The third of these writers that have blown me away with their unique voice is Shannon Hale with her Ever After High: Storybook of Legends trilogy, particularly the third one. This series follows the fairly recent fad of following the adventures of high school-aged offspring of famous fictional characters, a la Monster High, but it is so much more. The pages are full of wit and intriguing characters. In the third book, the narrator goes insane like the rest of the world. The daughter of the Mad Hatter takes over as an unreliable and quirky narrator. Later, the daughter of the Cheshire Cat joins the party as a narrator so unreliable, she's willing to make events up because what's actually happening isn't interesting to her. For an example of unique voice, I highly recommend that book. I didn't like how the text used the device of effectively erasing the story for characters involved, but the book is well worth reading.
These writers employ humor, research, wild imaginations, and careful planning to create something new and compelling for readers. Their characters are fully realized with quirks, flaws, sometimes trauma, and even occasionally disabilities (a topic I blogged about here). Hearing the narrative and character voices of writers like these in my head helps my capture my own voice. If I read oatmeal fiction, my writing may start to feel like oatmeal. If I read lively, quirky fiction, my writing can pick up that flavor as well. I can forgive a lot of issues if you have the voices down. Clear voices share clear motivation, which helps push the plot. I want to hear from the characters and know what they are doing and why. This is what helps characters and the entire text come alive.

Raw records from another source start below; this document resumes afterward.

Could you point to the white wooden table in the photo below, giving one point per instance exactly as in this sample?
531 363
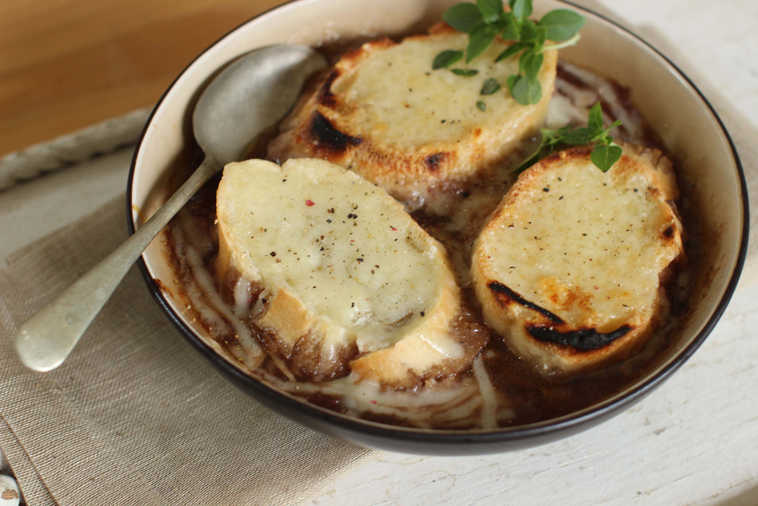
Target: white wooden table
694 440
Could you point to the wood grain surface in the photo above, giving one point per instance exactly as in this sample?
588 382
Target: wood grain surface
65 64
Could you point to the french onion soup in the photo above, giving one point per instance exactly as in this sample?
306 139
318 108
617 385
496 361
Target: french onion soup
385 255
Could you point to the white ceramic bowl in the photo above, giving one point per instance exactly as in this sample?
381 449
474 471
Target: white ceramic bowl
709 173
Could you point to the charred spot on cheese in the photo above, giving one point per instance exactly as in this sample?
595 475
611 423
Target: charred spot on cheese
505 294
336 292
328 137
569 267
433 161
382 111
582 339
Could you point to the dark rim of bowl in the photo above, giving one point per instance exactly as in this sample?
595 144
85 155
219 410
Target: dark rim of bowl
481 436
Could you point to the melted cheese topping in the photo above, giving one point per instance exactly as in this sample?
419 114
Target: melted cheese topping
399 98
585 244
340 246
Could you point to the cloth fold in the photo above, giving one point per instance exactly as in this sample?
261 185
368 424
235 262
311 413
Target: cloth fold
135 416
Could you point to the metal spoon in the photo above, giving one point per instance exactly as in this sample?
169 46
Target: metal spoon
248 96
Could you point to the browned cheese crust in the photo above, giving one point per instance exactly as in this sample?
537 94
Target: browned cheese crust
569 267
382 111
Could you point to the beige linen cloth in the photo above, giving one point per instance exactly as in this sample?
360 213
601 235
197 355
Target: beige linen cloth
136 415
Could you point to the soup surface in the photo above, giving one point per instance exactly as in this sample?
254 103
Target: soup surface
499 389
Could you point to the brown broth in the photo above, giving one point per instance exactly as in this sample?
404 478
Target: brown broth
525 395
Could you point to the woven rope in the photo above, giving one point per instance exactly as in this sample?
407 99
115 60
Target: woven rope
72 148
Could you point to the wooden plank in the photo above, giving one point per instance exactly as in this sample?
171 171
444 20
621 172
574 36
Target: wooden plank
70 63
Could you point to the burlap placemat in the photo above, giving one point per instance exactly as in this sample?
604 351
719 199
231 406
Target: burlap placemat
135 415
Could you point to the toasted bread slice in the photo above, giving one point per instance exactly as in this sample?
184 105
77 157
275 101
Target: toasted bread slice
568 268
382 111
345 278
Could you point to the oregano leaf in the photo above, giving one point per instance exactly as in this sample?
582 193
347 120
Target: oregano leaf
478 41
510 51
465 72
464 17
522 9
491 10
561 24
604 156
446 58
489 86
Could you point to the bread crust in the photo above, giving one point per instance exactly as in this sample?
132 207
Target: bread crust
372 130
548 313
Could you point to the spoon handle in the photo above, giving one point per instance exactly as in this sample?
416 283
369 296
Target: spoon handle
46 339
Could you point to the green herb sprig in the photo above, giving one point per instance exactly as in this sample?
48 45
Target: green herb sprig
487 19
604 154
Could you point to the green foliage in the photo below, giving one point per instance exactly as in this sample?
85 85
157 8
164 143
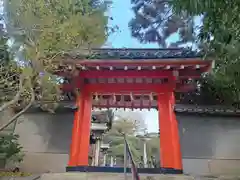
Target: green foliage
40 32
116 140
220 33
10 148
155 22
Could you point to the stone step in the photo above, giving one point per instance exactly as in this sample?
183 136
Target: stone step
117 176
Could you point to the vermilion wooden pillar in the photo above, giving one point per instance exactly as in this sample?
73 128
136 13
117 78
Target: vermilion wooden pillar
170 153
84 136
81 131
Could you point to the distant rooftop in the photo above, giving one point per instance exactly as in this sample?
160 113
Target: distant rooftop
111 54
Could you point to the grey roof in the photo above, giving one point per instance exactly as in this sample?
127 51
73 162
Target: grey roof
107 53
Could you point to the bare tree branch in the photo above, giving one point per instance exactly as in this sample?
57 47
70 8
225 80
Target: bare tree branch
16 97
14 118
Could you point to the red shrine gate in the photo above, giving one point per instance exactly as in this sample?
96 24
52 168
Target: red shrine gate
147 79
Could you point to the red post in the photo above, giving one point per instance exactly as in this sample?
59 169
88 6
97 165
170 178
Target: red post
85 127
170 153
73 156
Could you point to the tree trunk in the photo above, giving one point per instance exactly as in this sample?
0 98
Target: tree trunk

5. Becoming the Character:
Good writing is like method acting. One doesn't just write about a character. One becomes the character, hears the voices in one's head, speaks and writes with that voice. I never know what my characters are going to say until they say it on the page. But as hear their voices in my head, I become them for that short time.
6. Writing Truth
As I’m writing, it feels real, exciting, funny, emotionally charged to me, and I tend to get a positive response from my readers. I can cry over my own writing or laugh with my characters. Good writing is unexpected, well-crafted, meaningful. I find I write my best when I'm true to my heart and to my light within, when I write what I know to be true and real encoded in fiction. I share a version of my experience or the emotional realities of those I know through my stories. When I write truth, my stories mean something, and my writing comes alive. I feel guided, so I know it's not just me writing. If it's meaningful to me, it will be meaningful to others as well.
7. Polish:
At the end of writing, do make sure to edit well. Get readers to help you make sure your characters and story are complete and flow well. Just now, I started looking into the editing software Autocrit. The reviews are positive, and it looks like it may help me liven my writing by avoiding redundancies, filler words, adverbs, etc. Whether you use a service or not, your lively writing will be easiest to read if well edited. But I save editing for later. If I belabor one short fragment of the text as I write before moving on, I don't go anywhere.
Your Turn:
For a long time, I sought a voice. Now, I've found that voice, and it comes from inside. It makes writing fun and interesting for me and the reader. For those still seeking, good luck finding yours.